We relied on The Nielsen Company’s large and nationally representative desktop web and TV panels, along with mobile browsing data from a different source, to create a picture of the American media diet. Below are the main takeaways from a couple analyses.
By “fake news,” we mean a set of several hundred websites which the existing literature has identified as being blatantly false (e.g., small sites you’ve likely never heard of that utterly fabricate news stories) or hyper-partisan (e.g., Breitbart.com), while posing as legitimate sources. By “news,” we mean a set of several thousand news websites compiled in previous academic literature and all of the TV programs labeled as news by Nielsen. Our analysis includes a method to impute the amount of news and fake news viewed on social media. See the article’s supplementary materials for more details.
Time Frame: 2016-2018
1. Americans consume 5 times more news on TV than online (54 minutes/person/day, and 10 minutes / person / day [m/p/d], respectively).
a. 18–24-year-olds, the age group with the highest fraction of news as online news, still consume nearly twice as much news on TV than online (9 to 5 m/p/d).
b. 55+-year-olds, the age group which consume most online news on average (13 m/p/d), spend a whopping 94 m/p/d with TV news.
2. “Fake News” comprises only 0.15% of the American media diet, and 1% of the news viewed.
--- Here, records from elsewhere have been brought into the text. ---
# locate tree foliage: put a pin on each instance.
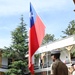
(17, 50)
(70, 30)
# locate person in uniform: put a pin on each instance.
(58, 67)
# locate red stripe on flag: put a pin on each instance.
(36, 36)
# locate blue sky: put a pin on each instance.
(55, 14)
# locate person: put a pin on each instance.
(58, 67)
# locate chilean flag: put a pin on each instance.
(36, 35)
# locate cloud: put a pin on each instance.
(5, 42)
(11, 7)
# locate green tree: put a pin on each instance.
(70, 30)
(17, 50)
(48, 38)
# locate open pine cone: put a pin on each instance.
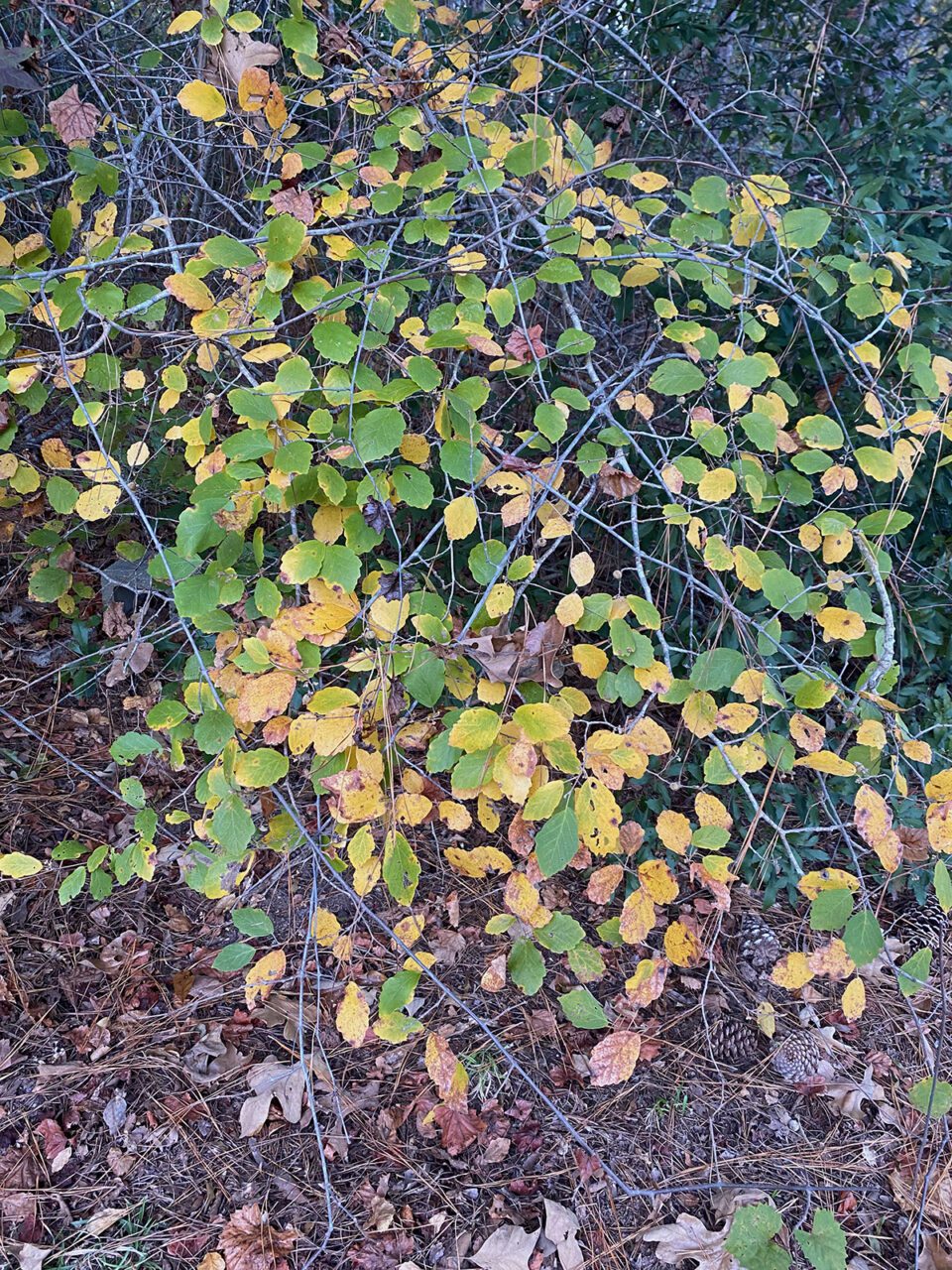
(757, 944)
(734, 1042)
(797, 1058)
(920, 925)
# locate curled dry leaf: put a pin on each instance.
(75, 121)
(250, 1243)
(507, 1248)
(272, 1080)
(689, 1239)
(238, 54)
(562, 1227)
(613, 1060)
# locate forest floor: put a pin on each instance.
(149, 1118)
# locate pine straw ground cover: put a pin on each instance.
(144, 1103)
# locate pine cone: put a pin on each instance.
(758, 945)
(797, 1058)
(920, 925)
(734, 1042)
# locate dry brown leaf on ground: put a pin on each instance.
(250, 1243)
(688, 1238)
(75, 121)
(562, 1227)
(272, 1080)
(507, 1248)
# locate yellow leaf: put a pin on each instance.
(324, 928)
(189, 290)
(613, 1060)
(16, 864)
(717, 485)
(353, 1016)
(202, 100)
(826, 879)
(673, 828)
(825, 761)
(699, 712)
(570, 608)
(638, 917)
(460, 517)
(262, 976)
(98, 502)
(529, 73)
(853, 1001)
(590, 659)
(475, 729)
(657, 880)
(841, 624)
(682, 947)
(184, 22)
(581, 570)
(792, 971)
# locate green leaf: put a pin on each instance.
(864, 938)
(557, 842)
(676, 377)
(379, 434)
(334, 340)
(253, 922)
(529, 157)
(285, 238)
(132, 792)
(398, 991)
(825, 1248)
(930, 1096)
(213, 730)
(526, 966)
(717, 668)
(234, 956)
(258, 769)
(71, 885)
(942, 881)
(402, 869)
(751, 1238)
(830, 910)
(581, 1008)
(802, 227)
(227, 253)
(914, 973)
(560, 934)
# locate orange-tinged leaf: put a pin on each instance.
(189, 291)
(806, 733)
(682, 947)
(262, 976)
(825, 761)
(841, 624)
(647, 983)
(826, 879)
(202, 100)
(657, 880)
(792, 971)
(673, 828)
(460, 517)
(353, 1016)
(853, 1001)
(638, 917)
(603, 883)
(613, 1060)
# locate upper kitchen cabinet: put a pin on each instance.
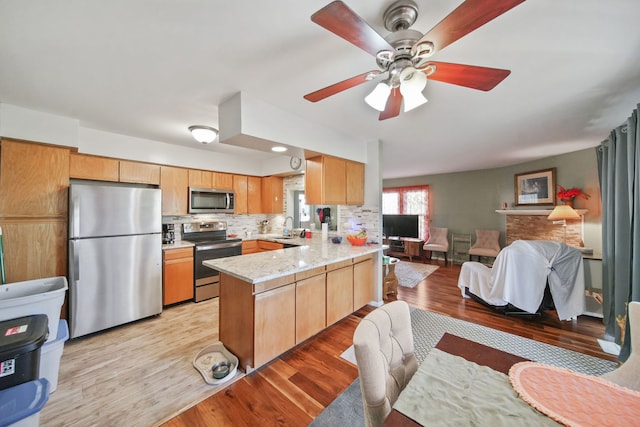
(174, 183)
(334, 181)
(221, 180)
(83, 166)
(272, 191)
(199, 178)
(139, 173)
(34, 179)
(240, 194)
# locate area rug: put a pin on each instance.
(410, 274)
(429, 327)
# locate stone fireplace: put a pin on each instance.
(532, 224)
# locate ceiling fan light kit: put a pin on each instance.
(403, 55)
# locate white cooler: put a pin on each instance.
(50, 354)
(40, 296)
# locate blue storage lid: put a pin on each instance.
(21, 401)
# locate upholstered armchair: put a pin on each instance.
(628, 375)
(487, 244)
(383, 345)
(438, 242)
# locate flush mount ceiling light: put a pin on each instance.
(203, 134)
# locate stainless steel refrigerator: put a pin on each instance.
(115, 255)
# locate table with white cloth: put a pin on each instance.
(448, 389)
(520, 275)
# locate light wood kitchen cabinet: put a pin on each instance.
(339, 292)
(199, 178)
(355, 183)
(254, 195)
(84, 166)
(274, 307)
(240, 194)
(174, 183)
(177, 275)
(334, 181)
(311, 304)
(34, 248)
(34, 179)
(272, 192)
(362, 281)
(221, 180)
(139, 173)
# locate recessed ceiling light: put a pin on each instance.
(203, 134)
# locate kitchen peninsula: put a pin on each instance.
(272, 301)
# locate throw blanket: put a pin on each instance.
(520, 274)
(448, 390)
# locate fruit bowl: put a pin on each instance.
(357, 241)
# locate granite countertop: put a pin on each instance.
(313, 252)
(178, 244)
Most people are essentially never exposed to fake news.
3. News consumption of any sort comprises at most 14% of all TV and internet browsing.
A graphic of kinds of news Americans consume, broken down by age group:
This work is ongoing, and publication hopefully forthcoming. By “echo chamber,” we mean a news diet which is dominated by far right or far left news sources. This definition does not include social media posts per se but does implicitly capture news articles and videos which are shared on social media. The analysis of echo chamber sizes includes checks to ensure the qualitative results listed below are insensitive to reasonable changes in the operationalization of “dominated,” “far right,” and “far left.”
Time Frame: 2016-2019
1. TV echo chambers are bigger. Echo chambers of TV news (both right- and left-leaning) are 3-4 times more prevalent than the echo chambers online, with about 15% of Americans being in a right-wing TV echo chamber.
2. TV echo chambers are stickier. We analyzed behavior on a monthly basis and consider “being in an echo chamber” as having a news diet dominated by partisan sources over the course of a full month. We found that upon joining an echo chamber, those in TV echo chambers are much more likely than those in web echo chambers to stay there (i.e., to continue having their news diet dominated by partisan sources). For example, 28% of people who join a right-wing TV echo chamber have not left six months later, compared to just 6% of those who joined a right-wing web echo chamber.
3. Echo chambers online are shrinking; the total number of people that get any amount of news on TV is shrinking; echo chambers on TV are growing, and their increase is driven by people changing their viewing allegiances from moderate network news to the Fox News or MSNBC.